Immer mehr Kinder und Jugendliche werden im Internet sexuell belästigt oder missbraucht. Die Vorbereitung dieser Straftaten, also die gezielte Kontaktaufnahme und Manipulation von Minderjährigen durch Erwachsene, nennt man Cybergrooming. Mit dem wegweisenden Projekt „Starke Kinder – keine Chance für sexuellen Missbrauch im Netz!“ schlossen sich im Landkreis Pfaffenhofen das Staatliche Schulamt, die Volkshochschule, das Jugendamt, die Polizei, die Schulberatung sowie das Medienzentrum zu einem gemeinsamen Bündnis zusammen, um dem entgegenzuwirken. Ins Leben gerufen wurde das Vorhaben im Herbst 2025 von Eric Streit, Berater für digitale Bildung des Schulamtes.
Ziel ist es, Eltern, Schülerinnen und Schülern sowie Lehrkräfte im sicheren, kompetenten und verantwortungsvollen Umgang mit digitalen Risiken zu unterstützen. Begleitet wurde die Umsetzung von Manfred Liesaus (freiberufliche pädagogische Fachkraft), Alice Köster Hösl (Leiterin Sachgebiet „vhs, Kultur“ im Landratsamt) und Erich Golda (Schulamtsdirektor).

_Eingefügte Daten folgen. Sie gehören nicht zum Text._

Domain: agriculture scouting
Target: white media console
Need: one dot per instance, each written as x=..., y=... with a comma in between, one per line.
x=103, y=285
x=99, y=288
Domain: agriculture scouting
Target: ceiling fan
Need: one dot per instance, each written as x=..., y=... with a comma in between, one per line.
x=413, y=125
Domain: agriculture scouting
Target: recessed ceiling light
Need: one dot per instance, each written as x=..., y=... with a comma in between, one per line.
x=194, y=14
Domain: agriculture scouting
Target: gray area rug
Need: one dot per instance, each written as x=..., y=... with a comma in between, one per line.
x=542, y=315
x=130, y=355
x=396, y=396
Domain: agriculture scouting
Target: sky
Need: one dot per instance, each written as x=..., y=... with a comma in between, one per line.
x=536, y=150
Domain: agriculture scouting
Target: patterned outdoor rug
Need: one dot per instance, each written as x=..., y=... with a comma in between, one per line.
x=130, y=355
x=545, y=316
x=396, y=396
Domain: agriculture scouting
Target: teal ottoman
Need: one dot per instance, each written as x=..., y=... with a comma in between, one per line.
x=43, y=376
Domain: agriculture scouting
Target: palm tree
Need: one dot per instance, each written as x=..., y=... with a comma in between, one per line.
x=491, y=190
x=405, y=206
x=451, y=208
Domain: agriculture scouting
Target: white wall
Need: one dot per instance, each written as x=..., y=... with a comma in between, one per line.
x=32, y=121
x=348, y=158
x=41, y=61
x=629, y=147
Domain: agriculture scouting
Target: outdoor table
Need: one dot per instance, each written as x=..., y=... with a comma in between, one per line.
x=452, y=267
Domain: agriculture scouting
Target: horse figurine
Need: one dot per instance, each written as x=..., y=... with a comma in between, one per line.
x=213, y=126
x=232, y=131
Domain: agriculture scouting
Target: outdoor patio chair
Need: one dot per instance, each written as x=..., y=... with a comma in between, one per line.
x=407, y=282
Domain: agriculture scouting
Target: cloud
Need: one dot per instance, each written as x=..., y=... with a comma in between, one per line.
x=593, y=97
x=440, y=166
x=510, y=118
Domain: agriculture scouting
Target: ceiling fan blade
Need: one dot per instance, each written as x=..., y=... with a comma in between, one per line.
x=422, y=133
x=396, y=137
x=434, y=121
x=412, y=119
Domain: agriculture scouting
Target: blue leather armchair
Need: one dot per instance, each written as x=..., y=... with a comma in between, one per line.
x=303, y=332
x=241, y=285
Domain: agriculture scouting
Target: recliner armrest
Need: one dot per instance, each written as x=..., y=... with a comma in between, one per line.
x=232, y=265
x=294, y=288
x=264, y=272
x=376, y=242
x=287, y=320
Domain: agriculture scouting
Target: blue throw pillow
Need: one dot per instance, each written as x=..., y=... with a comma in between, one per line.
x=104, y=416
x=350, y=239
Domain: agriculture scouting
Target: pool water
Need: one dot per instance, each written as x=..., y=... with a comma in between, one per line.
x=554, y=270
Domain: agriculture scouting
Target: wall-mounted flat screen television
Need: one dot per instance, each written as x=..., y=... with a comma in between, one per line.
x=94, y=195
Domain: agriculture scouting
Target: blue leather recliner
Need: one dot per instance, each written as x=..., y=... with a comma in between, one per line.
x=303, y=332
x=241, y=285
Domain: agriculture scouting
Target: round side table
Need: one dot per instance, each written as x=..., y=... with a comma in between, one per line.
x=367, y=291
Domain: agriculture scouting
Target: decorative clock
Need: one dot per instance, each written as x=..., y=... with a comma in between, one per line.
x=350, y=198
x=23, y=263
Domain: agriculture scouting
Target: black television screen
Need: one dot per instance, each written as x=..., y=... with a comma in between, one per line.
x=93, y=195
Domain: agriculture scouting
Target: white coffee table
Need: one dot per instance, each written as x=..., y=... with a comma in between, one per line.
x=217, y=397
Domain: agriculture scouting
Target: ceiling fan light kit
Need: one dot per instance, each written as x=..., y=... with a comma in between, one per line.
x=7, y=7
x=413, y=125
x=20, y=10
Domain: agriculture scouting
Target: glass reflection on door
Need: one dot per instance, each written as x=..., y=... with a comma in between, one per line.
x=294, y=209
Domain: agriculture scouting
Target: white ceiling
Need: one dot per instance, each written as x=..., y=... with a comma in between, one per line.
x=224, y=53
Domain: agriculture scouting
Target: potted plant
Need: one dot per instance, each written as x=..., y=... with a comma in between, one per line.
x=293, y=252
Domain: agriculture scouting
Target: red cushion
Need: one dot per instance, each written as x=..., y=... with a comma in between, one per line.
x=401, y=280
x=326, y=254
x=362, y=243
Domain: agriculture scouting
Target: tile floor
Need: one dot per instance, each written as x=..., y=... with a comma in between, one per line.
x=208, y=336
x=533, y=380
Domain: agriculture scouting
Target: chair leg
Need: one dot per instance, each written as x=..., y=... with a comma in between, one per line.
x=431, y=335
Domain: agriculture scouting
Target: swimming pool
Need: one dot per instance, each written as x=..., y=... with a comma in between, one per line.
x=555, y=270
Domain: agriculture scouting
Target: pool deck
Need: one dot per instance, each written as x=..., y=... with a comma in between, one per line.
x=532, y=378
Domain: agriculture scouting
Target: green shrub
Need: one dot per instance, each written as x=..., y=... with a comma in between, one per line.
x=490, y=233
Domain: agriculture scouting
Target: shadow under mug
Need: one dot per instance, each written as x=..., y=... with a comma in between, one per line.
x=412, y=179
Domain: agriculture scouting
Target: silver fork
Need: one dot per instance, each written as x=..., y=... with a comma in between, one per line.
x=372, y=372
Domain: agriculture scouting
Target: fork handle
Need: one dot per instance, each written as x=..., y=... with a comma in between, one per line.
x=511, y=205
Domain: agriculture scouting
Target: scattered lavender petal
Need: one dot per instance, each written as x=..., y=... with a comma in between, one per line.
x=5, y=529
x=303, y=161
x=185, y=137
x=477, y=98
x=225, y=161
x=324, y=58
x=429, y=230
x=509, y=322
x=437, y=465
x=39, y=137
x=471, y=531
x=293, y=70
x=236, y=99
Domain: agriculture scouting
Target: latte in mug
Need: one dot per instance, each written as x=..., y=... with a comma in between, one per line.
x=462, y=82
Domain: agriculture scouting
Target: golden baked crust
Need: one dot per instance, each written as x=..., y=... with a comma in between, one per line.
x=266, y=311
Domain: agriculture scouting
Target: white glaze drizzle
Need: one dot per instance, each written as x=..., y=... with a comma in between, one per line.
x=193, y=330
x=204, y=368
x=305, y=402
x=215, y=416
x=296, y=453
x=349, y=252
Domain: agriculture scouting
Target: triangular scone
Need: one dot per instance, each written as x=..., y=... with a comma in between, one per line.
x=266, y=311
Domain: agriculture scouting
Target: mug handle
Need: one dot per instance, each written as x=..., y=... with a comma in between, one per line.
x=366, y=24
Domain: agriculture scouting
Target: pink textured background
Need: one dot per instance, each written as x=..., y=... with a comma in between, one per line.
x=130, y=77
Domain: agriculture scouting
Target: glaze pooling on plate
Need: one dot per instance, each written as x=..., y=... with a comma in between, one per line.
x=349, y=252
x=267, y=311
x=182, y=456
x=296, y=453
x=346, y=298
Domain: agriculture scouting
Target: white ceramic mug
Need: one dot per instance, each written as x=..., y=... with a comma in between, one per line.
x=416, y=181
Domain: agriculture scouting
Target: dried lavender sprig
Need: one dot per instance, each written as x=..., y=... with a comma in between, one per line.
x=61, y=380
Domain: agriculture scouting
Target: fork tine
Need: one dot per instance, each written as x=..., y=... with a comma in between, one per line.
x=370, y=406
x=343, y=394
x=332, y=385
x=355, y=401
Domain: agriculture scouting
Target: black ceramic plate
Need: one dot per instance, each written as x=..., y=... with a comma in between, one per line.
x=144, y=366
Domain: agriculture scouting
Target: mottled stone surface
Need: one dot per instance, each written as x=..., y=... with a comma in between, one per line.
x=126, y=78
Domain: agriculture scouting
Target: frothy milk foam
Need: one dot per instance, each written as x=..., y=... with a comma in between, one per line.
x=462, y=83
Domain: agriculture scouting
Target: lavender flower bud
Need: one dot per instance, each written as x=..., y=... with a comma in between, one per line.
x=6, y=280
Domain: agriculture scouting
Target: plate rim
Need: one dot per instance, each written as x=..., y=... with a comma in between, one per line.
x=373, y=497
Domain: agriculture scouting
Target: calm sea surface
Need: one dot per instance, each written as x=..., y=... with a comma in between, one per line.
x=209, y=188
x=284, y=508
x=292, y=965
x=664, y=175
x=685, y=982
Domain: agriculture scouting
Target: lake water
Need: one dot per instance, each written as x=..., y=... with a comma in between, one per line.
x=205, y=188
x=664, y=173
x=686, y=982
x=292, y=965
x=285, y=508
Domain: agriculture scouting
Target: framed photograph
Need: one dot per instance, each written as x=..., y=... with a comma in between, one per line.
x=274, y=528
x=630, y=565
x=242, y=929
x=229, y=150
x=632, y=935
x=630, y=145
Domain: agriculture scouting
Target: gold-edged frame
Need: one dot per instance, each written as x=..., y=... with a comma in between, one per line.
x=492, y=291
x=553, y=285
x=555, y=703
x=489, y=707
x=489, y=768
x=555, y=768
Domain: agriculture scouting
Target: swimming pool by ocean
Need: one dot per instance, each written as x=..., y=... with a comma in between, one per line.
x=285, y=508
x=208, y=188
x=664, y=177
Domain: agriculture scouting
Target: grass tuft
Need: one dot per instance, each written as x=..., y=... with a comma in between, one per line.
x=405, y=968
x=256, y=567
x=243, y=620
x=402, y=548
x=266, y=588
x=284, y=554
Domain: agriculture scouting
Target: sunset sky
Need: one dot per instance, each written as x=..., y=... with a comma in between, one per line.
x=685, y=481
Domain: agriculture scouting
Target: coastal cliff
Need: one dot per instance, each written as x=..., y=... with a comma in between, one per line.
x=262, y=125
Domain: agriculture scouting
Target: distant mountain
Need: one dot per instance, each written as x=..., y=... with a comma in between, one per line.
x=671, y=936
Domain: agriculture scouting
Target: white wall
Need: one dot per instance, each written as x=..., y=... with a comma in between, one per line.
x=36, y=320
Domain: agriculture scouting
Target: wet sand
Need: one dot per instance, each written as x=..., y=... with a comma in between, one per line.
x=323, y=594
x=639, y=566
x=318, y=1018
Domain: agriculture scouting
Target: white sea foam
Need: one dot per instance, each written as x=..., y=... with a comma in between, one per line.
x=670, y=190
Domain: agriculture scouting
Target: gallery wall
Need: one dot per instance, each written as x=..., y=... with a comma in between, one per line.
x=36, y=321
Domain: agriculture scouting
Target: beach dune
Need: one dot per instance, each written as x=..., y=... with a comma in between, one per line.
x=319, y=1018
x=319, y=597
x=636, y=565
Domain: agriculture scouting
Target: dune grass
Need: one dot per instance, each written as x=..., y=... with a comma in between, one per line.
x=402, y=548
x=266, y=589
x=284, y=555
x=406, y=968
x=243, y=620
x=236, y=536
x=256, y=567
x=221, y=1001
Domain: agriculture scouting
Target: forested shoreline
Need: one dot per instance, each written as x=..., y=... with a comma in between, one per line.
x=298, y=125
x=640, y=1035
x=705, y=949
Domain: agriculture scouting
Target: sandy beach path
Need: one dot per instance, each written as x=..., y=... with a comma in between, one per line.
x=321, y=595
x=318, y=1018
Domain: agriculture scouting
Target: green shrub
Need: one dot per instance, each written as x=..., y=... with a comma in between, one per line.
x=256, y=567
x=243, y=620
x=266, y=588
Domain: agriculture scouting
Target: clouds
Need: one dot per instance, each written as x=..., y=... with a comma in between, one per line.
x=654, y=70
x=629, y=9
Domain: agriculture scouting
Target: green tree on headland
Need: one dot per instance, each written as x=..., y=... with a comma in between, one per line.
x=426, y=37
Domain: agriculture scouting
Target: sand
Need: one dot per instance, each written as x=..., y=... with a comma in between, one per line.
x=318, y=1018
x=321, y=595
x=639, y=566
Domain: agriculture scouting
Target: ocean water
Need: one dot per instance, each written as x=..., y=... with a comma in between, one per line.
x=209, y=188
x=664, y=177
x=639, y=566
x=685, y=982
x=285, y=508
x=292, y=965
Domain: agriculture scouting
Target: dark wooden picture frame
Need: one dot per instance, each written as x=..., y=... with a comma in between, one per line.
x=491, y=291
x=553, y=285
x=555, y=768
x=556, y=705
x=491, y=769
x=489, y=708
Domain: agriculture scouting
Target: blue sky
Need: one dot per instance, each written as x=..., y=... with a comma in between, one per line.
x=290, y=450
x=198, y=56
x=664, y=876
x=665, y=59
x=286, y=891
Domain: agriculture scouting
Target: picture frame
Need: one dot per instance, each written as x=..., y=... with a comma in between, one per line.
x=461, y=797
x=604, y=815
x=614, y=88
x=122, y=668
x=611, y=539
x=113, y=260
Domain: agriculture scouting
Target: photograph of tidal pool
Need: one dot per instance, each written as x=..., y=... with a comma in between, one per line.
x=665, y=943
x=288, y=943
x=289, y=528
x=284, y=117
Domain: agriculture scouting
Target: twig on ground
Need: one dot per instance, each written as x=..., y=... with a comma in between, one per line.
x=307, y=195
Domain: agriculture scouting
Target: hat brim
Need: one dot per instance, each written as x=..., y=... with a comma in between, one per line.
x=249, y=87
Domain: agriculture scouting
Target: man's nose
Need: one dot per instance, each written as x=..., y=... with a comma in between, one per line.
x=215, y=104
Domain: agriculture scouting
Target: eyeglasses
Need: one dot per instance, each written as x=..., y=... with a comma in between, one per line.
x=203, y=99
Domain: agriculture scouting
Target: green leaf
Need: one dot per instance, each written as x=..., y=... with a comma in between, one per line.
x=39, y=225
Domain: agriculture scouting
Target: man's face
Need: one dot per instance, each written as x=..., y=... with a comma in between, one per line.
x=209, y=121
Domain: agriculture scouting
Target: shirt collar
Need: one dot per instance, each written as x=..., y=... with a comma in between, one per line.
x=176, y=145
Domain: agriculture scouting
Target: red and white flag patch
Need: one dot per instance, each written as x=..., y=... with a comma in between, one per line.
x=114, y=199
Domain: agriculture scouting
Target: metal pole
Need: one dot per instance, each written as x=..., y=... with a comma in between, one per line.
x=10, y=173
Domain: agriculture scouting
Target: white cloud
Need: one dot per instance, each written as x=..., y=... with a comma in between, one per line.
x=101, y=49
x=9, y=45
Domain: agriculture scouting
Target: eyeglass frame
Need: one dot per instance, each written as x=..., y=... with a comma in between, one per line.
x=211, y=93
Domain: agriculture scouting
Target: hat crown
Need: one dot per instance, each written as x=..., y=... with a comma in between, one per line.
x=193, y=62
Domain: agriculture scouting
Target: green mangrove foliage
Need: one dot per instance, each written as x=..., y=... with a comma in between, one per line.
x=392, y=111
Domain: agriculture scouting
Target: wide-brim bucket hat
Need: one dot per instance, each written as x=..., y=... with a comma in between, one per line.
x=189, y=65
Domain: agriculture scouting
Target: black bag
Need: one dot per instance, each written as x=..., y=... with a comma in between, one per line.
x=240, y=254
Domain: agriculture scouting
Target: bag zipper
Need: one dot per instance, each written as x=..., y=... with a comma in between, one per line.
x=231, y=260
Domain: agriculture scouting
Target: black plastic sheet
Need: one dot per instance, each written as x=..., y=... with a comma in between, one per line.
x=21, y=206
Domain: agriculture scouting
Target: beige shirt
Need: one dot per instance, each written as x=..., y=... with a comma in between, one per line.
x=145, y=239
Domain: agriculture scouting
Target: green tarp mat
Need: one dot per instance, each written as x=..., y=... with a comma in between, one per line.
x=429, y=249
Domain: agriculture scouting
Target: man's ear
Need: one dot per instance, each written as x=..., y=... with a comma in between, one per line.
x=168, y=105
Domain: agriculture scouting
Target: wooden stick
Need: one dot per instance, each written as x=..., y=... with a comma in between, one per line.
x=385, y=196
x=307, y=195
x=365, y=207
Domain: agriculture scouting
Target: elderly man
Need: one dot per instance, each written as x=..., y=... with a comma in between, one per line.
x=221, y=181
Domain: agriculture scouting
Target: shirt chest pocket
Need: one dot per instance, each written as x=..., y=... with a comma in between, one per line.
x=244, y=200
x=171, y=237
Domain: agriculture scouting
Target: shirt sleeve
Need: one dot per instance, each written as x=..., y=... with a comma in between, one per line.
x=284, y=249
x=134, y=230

Cybergrooming kann überall dort stattfinden, wo Kinder online mit anderen Personen in Kontakt treten können. Besonders beliebt und damit risikobehaftet sind Plattformen wie Roblox, TikTok, Snapchat sowie Chats in Videospielen wie z. B. Fortnite oder Brawl Stars. Dort verwickeln die Täterinnen und Täter Kinder und Jugendliche in zunächst harmlose Gespräche. Um die Sicherheitsvorkehrungen der Anbieter zu umgehen, versuchen sie nach der ersten Kontaktaufnahme oft auf private Kommunikationskanäle wie z. B. Whatsapp zu wechseln. Hier drängen sie ihre Opfer dazu, Bilder und Videos zu schicken oder sogar ein persönliches Treffen zu vereinbaren. Jeder junge Mensch ist dieser Gefahr ausgesetzt: Sobald ein Kind Zugang zum Netz hat, kann es mit Cybergrooming konfrontiert oder sogar Opfer sexuellen Missbrauchs werden.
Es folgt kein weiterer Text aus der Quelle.